If you load, or have someone load for you, you can keep the velocity down and prolong barrel life. If you're not shooting ground squirrels, and only shooting for fun at paper or the occasional coyote, it shouldn't be a problem.

Pete


----------



## deeker (Dec 18, 2010)

Pete, your rifle has been on my home turf.

For what that is worth.

I love shooting 'yotes with the .220 Swift too. Played with the .17 Remington, but not enough juice for 300-400+ yard shots for 'yotes.

I don't even need to mention the wind drift problem with the .17's.

Kevin


----------



## ShoerFast (Dec 18, 2010)

I have nothing against any of the WSM or the WSSM's, but won't drink the look-aid when it comes to how much better it is then traditional Chamberings. (some want to say there is some kind of magic in shorter)

Reloading is the way to go. Take your pick of bullets, an easy dozen different powders that will scream performance. its all good!

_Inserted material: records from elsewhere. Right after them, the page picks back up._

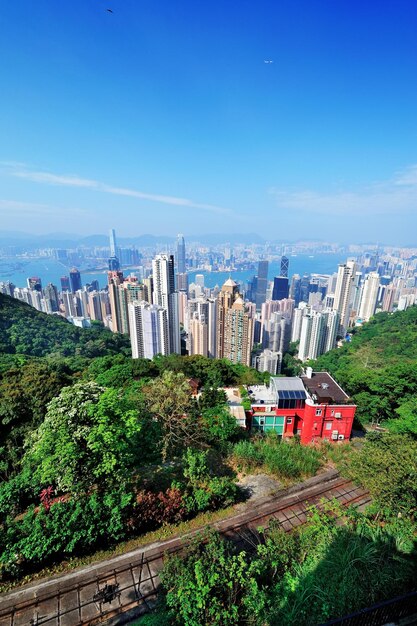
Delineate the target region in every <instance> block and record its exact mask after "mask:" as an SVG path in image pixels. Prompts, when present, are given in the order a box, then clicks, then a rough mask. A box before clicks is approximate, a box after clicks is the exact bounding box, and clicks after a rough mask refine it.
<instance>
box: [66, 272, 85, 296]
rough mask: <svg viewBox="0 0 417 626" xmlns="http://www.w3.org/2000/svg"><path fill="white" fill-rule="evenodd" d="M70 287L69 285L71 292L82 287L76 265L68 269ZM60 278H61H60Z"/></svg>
mask: <svg viewBox="0 0 417 626" xmlns="http://www.w3.org/2000/svg"><path fill="white" fill-rule="evenodd" d="M69 278H70V287H71V291H72V293H75V292H76V291H78V290H79V289H82V283H81V274H80V272H79V271H78V270H77V268H76V267H73V268H72V269H71V270H70V276H69ZM61 280H62V279H61Z"/></svg>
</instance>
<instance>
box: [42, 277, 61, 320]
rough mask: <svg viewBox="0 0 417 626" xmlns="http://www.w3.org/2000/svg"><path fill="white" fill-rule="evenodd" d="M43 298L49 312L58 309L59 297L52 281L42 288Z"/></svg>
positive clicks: (51, 312)
mask: <svg viewBox="0 0 417 626" xmlns="http://www.w3.org/2000/svg"><path fill="white" fill-rule="evenodd" d="M44 297H45V300H47V301H48V305H47V308H48V309H49V310H50V311H51V313H56V312H57V311H58V310H59V298H58V289H57V288H56V287H55V285H53V284H52V283H48V284H47V285H46V287H45V289H44ZM48 312H49V311H48Z"/></svg>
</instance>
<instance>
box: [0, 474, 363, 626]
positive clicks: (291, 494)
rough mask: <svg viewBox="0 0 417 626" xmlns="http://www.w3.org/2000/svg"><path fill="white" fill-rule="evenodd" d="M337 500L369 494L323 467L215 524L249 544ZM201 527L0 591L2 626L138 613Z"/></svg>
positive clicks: (111, 619)
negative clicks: (313, 472)
mask: <svg viewBox="0 0 417 626" xmlns="http://www.w3.org/2000/svg"><path fill="white" fill-rule="evenodd" d="M332 499H336V500H337V501H339V502H340V503H341V504H343V505H345V506H348V505H354V506H356V507H358V508H363V507H364V506H366V504H368V503H369V502H370V497H369V494H368V493H367V492H366V491H365V490H363V489H361V488H360V487H358V486H356V485H354V484H353V483H352V482H350V481H349V480H346V479H344V478H342V477H340V476H339V475H338V473H337V472H335V471H330V472H326V473H325V474H322V475H321V476H318V477H315V478H313V479H310V480H309V481H306V482H305V483H303V484H301V485H298V486H296V487H293V488H291V489H290V490H286V491H282V492H280V493H279V494H278V495H277V496H276V497H274V498H267V499H264V500H262V501H259V502H258V503H257V504H256V505H254V506H253V508H252V509H251V510H247V511H245V512H243V513H240V514H238V515H235V516H233V517H231V518H228V519H226V520H223V521H221V522H217V523H215V524H213V527H214V528H216V529H217V530H219V532H220V533H221V534H222V535H223V536H224V537H226V538H228V539H230V540H232V541H233V542H234V543H236V544H237V545H239V546H240V547H243V548H250V547H253V545H254V543H256V541H257V536H256V529H257V528H259V527H260V526H263V527H264V528H267V527H268V525H269V523H270V522H271V520H276V521H277V522H278V523H279V524H280V525H281V526H282V528H283V529H284V530H285V531H287V532H289V531H291V530H292V529H293V528H296V527H297V526H300V525H301V524H303V523H304V522H305V521H306V519H307V515H308V509H309V507H310V506H312V505H319V504H320V502H321V501H323V500H327V501H329V500H332ZM199 532H201V531H194V532H192V533H189V534H187V535H186V536H185V537H175V538H173V539H170V540H167V541H163V542H159V543H158V544H152V545H150V546H144V547H142V548H138V549H137V550H135V551H133V552H131V553H128V554H126V555H123V556H121V557H115V558H113V559H110V560H108V561H105V562H101V563H97V564H94V565H92V566H89V567H86V568H82V569H79V570H76V571H74V572H72V573H70V574H66V575H62V576H59V577H56V578H53V579H51V580H46V581H42V582H39V583H32V584H30V585H27V586H25V587H22V588H20V589H18V590H16V591H13V592H10V593H8V594H2V595H0V626H44V625H45V626H81V625H83V626H93V625H95V624H104V623H107V624H116V623H117V624H121V623H123V622H124V620H125V618H126V617H127V614H129V615H133V614H134V615H140V614H141V613H144V612H146V611H148V610H149V608H150V607H151V606H152V604H153V603H154V602H155V600H156V597H157V594H158V587H159V576H158V574H159V572H160V571H161V569H162V566H163V562H164V559H165V558H166V557H167V555H170V554H173V553H175V552H180V551H181V550H183V549H184V548H185V546H186V545H187V543H189V542H190V541H191V540H192V538H193V537H194V536H195V535H197V534H198V533H199Z"/></svg>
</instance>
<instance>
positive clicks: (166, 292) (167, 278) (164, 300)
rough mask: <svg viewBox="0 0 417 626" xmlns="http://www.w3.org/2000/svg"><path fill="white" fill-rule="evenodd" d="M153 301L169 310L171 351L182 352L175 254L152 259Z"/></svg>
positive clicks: (168, 313)
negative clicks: (152, 260) (175, 264)
mask: <svg viewBox="0 0 417 626" xmlns="http://www.w3.org/2000/svg"><path fill="white" fill-rule="evenodd" d="M152 277H153V298H152V300H153V303H154V304H157V305H158V306H162V307H164V308H165V309H166V310H167V316H168V330H169V352H170V353H172V352H176V353H177V354H181V337H180V323H179V312H178V294H177V292H176V291H175V276H174V256H173V255H172V254H171V255H169V256H168V255H166V254H158V255H157V256H156V257H155V258H154V260H153V261H152Z"/></svg>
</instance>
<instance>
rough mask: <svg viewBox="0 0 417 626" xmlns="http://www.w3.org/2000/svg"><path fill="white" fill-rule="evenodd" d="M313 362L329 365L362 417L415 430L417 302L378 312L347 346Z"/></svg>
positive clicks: (415, 425)
mask: <svg viewBox="0 0 417 626" xmlns="http://www.w3.org/2000/svg"><path fill="white" fill-rule="evenodd" d="M313 366H314V368H315V369H317V370H327V371H329V372H330V373H331V374H332V375H333V376H334V377H335V378H336V380H337V381H338V382H339V383H340V384H341V385H342V387H343V388H344V389H345V390H346V391H347V392H348V393H349V394H350V395H351V396H352V398H353V399H354V401H355V402H356V403H357V405H358V409H357V417H358V419H359V420H360V421H361V422H362V423H363V424H365V423H367V422H374V423H381V422H382V423H383V426H387V427H388V428H390V429H391V430H393V431H395V432H404V433H410V434H412V435H414V436H417V417H416V416H417V307H410V308H409V309H407V310H406V311H399V312H397V313H394V314H392V315H390V314H388V313H379V314H377V315H375V316H374V317H373V318H372V319H371V320H370V321H369V322H368V323H367V324H364V325H363V326H362V327H360V328H355V329H353V331H352V340H351V342H350V343H347V344H345V345H344V346H343V348H340V349H335V350H332V351H331V352H328V353H327V354H324V355H323V356H321V357H320V358H319V359H318V360H317V361H316V362H314V363H313Z"/></svg>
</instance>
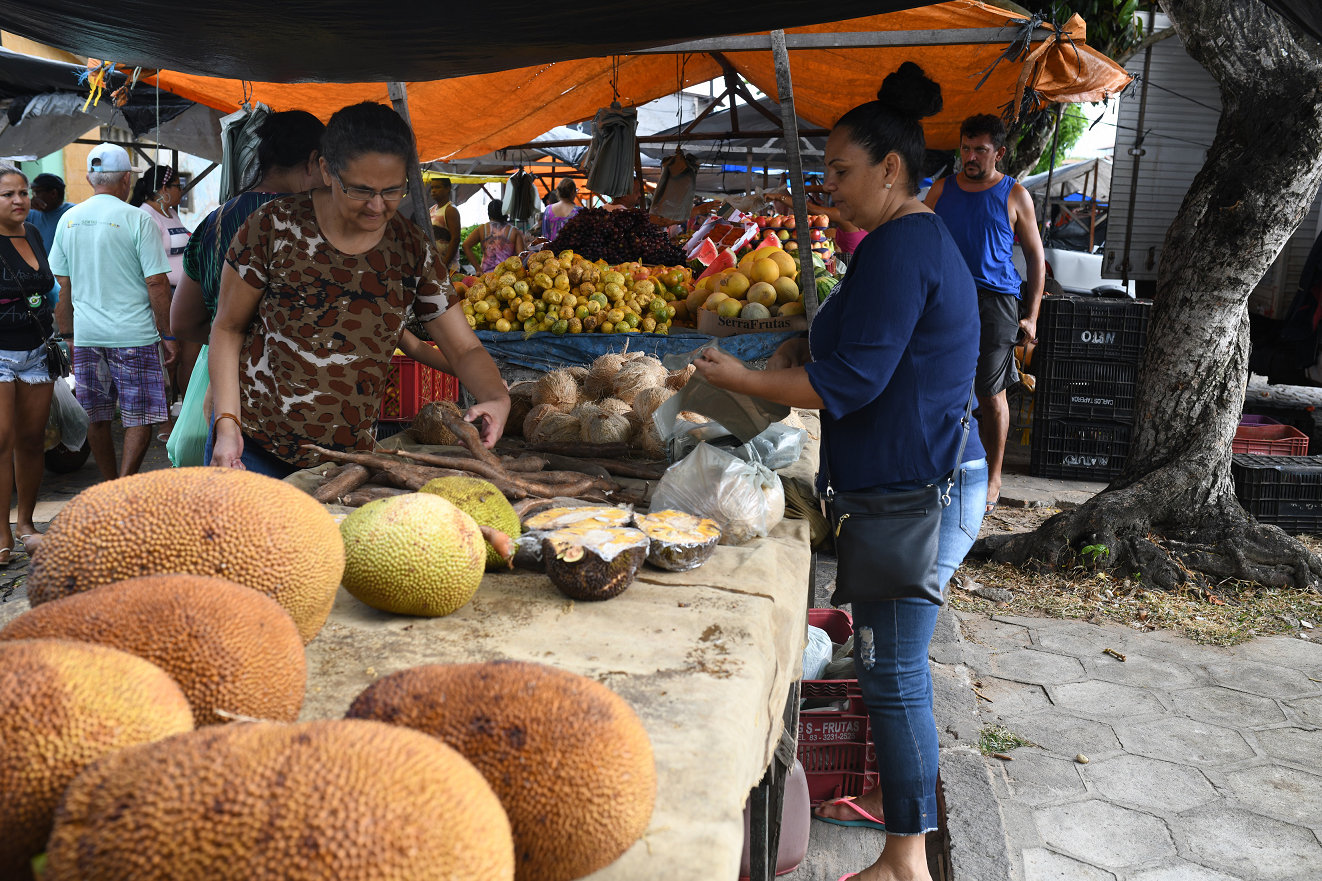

Did not place in the 2010 Song Dog Challenge (coyote competition) but invited again for 2011 hunt! That rifle would be among the best of the best choice. 

Have fun with it!


----------



## homelitejim (Dec 18, 2010)

1 in 12 twist for bullets under 40 grain
1 in 10 twist for bullets 40 to 50 grain
1 in 9 twist for bullets 50 to 63 grain
1 in 8 twist for bullets 60 to 70 grain
1 in 7 twist for bullets over 70 grain

If you plan on keeping this gun as a collector do not fire it. The 223 wssm has a tendency to erode the throat of the barrel, plus firing any firearm will decrease the value. If you have to kill coyotes pick up something in 223 or 22-250 most of these caliber rifles can be had for under $300. OR.......


----------



## atvguns (Dec 18, 2010)

You have the twist rate all wrong the heavier the bullet the faster you have to spin it to make it stabilize


----------



## homelitejim (Dec 19, 2010)

Fixed the numbers how they should be, guess my dyslexia was acting up on that one. lol


----------